Leto parla à Moneo de la voix la plus froide qu’il eût jamais utilisée :
— Le Duncan me désobéit.
Ils se trouvaient dans la salle aérée, en pierre dorée, située au sommet de la tour Sud de la Citadelle. Trois jours entiers étaient passés depuis le retour de l’Empereur-Dieu de la Cité où les Festivités Décennales avaient pris fin. Non loin de Leto, une immense baie ouverte recevait la lumière brutale du Sareer en plein midi. Le vent s’engouffrait à l’intérieur avec un ronflement sourd. Il apportait de la poussière et du sable qui faisaient plisser les yeux de Moneo. L’Empereur-Dieu ne semblait pas s’apercevoir de son irritation. Il contemplait le Sareer, dont l’atmosphère était rendue vivante par les mouvements de chaleur. L’ondulation lointaine des dunes suggérait une mobilité du paysage que seuls ses yeux discernaient.

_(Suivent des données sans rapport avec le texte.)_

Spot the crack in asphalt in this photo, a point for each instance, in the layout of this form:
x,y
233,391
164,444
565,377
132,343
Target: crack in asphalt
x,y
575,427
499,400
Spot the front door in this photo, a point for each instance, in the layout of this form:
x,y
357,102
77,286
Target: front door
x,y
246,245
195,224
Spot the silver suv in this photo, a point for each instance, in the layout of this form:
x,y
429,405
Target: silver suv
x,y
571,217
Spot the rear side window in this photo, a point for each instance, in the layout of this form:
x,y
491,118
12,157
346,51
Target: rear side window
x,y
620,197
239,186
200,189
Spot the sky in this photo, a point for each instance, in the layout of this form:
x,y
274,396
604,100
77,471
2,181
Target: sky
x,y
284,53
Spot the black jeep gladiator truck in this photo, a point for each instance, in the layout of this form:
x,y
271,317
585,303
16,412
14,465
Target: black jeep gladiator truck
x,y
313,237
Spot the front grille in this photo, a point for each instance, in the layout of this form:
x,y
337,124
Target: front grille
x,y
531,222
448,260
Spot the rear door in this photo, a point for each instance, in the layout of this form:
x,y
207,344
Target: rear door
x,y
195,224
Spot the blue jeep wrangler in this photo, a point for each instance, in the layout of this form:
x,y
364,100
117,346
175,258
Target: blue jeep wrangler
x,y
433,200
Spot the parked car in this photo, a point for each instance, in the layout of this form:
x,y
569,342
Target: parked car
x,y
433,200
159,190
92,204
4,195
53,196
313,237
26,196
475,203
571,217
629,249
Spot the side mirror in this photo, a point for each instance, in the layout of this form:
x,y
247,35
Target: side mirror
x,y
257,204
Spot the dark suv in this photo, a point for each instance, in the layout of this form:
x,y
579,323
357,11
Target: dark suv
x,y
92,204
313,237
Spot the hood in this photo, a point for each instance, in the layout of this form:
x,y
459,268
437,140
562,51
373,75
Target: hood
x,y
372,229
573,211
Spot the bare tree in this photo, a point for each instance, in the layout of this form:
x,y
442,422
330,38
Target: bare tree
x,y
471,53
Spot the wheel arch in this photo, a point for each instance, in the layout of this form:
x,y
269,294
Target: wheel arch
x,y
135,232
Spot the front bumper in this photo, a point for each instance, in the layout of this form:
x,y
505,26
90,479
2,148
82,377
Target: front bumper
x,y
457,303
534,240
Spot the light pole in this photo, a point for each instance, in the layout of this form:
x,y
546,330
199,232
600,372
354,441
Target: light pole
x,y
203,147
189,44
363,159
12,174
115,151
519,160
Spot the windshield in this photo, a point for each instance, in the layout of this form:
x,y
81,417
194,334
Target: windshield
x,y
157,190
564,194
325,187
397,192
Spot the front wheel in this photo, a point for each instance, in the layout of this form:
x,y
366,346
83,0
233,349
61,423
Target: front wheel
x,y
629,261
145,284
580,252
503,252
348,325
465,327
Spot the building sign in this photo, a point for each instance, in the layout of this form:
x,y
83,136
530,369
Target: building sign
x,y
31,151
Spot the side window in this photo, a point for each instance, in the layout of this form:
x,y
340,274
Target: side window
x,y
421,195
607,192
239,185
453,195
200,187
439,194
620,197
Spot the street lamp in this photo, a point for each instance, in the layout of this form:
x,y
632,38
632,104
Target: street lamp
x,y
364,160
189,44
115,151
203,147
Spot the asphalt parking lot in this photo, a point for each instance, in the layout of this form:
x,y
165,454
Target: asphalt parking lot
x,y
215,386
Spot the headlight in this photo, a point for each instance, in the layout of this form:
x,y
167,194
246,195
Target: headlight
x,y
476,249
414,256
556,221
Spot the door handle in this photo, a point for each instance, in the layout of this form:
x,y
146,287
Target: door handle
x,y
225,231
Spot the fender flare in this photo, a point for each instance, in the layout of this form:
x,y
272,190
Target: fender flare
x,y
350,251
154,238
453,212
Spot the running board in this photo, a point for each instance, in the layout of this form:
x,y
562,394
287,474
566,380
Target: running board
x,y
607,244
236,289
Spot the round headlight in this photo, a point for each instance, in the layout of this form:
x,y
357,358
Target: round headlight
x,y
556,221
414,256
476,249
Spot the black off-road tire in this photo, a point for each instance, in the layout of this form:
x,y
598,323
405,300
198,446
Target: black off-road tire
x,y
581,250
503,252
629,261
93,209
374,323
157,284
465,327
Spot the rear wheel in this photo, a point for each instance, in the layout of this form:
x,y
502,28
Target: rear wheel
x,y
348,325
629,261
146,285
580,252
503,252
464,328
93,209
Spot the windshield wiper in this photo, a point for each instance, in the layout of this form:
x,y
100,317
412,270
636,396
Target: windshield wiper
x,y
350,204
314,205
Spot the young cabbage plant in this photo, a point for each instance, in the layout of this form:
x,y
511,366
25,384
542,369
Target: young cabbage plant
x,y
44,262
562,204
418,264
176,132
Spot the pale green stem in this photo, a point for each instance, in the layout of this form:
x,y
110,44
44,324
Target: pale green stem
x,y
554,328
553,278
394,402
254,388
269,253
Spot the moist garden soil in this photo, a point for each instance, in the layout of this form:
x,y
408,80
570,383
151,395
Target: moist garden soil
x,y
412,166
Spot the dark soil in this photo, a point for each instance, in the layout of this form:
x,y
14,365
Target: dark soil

Moneo se tenait plongé dans l’odeur aigre de ses propres peurs, conscient que le message était porté par le vent jusqu’aux narines de Leto. Les préparatifs des noces, l’agitation des Truitesses, tout était paradoxe. Cela lui rappelait ce que l’Empereur-Dieu lui avait dit une fois, au tout début de sa prise de fonctions.
Un paradoxe est un indicateur qui doit t’inciter à regarder un peu plus loin. Si les paradoxes t’ennuient, cela trahit ton désir profond d’absolu. Pour le relativiste, un paradoxe est simplement quelque chose d’intéressant, peut-être d’amusant, voire – quelle horrible pensée ! – d’édifiant.
— Tu ne dis rien, fit Leto.
Il s’arracha à la contemplation du Sareer et porta tout le poids de son attention sur le majordome.
Moneo ne put que hausser les épaules. Le Ver est-il loin ? se demandait-il. Il avait remarqué que ces retours de Onn à la Citadelle avaient quelquefois pour effet de faire sortir le Ver. Non qu’il y eût déjà les signes de ce terrible changement chez l’Empereur-Dieu, mais le majordome se sentait mal à l’aise. Le Ver était-il capable de sortir sans prévenir ?
— Tu activeras les préparatifs de la noce, dit Leto. Que la cérémonie ait lieu le plus tôt possible.
— Même avant l’épreuve de Siona ?
Leto demeura un instant silencieux avant de répondre :
— Non. Que comptes-tu faire au sujet du Duncan ?
— Qu’aimeriez-vous que je fasse, Mon Seigneur ?
— Je lui ai dit de ne pas chercher à voir Hwi. Je lui ai ordonné de l’éviter.
— Elle éprouve de la compassion pour lui, Mon Seigneur. Rien de plus.
— Pourquoi éprouverait-elle de la compassion pour Idaho ?
— Parce que c’est un ghola. Rien ne le rattache à notre époque. Il n’a pas de racines.
— Il a des racines aussi profondes que les miennes !
— Mais il ne le sait pas, Mon Seigneur.
— Tu discutes ce que je dis, Moneo ?
Le majordome recula d’un demi-pas, sachant très bien que cela ne le mettait nullement à l’abri d’un danger.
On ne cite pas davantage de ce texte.